The Nazi occupation isn’t that well known outside of the Channel Islands, because the islanders didn’t want to speak about it for many years afterwards. There is now an annual ceremony in Liberation Square to celebrate liberation, amongst other commemorations.
Winston Churchill left the islands defenceless at the start of the war, because he thought there would be a massacre. As a consequence the islands experienced 5 years of hardship, until it became clear Germany were not going to win the war. The locals were given 24 hours to evacuate. Many travelled to England, for what they thought would be a few weeks, but ended up being away for 5 years. Some changed their minds at the dock, and went home, to find their houses ransacked because it was thought they weren’t coming back.
St. Brelade’s Bay has become a favourite place of mine. I never get tired of looking at the views. There is a magnificent parish church perched on a cliff with a fabulous view of the beach.
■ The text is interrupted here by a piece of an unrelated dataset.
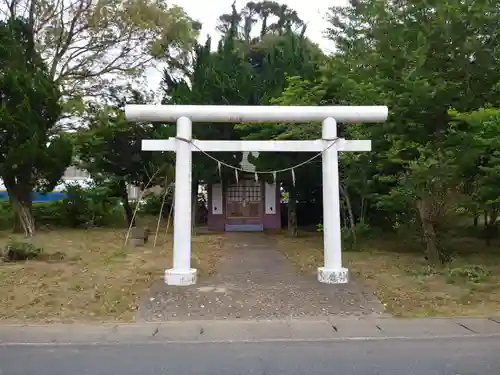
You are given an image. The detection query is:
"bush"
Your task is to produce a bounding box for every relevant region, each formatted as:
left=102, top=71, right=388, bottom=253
left=3, top=240, right=43, bottom=262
It is one of the top beaches in Britain, and relatively unspoilt. A couple of hundred years ago, the fishermen used to take communion at the church, before setting sail for the fishing grounds of Newfoundland. The maritime history of the island is on display at the Maritime Museum in St. Helier.
The highlight of Jersey’s year is the annual Battle of Flowers, which takes place the second Thursday of August. I have yet to see this so it means a return trip I guess! It first took place in 1902, to celebrate the Royal Coronation [King Edward VII and Queen Alexandra]. It is now one of the largest floral carnivals in Europe. Lily Langtree, sometime actress, King Edwards’s mistress, was born here. Judge Roy Bean named Langtry in Texas after Lily.
I can’t write about Jersey without mentioning the famous Jersey Cows, Jersey Royal Potatoes and knitting!
So, now I have mentioned them you will have to go find out for yourself. I will just say that Jersey Royal Potatoes were allowed to use the ‘Royal’ label by Queen Victoria who thoroughly enjoyed her dinner one evening. They were originally called ‘fluke’ potatoes. There was a famine and a farmer had the idea of cutting a potato with 7 ‘eyes’ into 7 pieces and planted them. Thus were born the Jersey Royals, which have a unique flavour, unless you are buying them in the supermarket.
Knitting was once a huge industry in Jersey. In fact, Mary Queen of Scots went to her death in a pair of Jersey stockings. The islanders became so enamoured by knitting that at one point they were banned because there was no-one to bring in the harvest!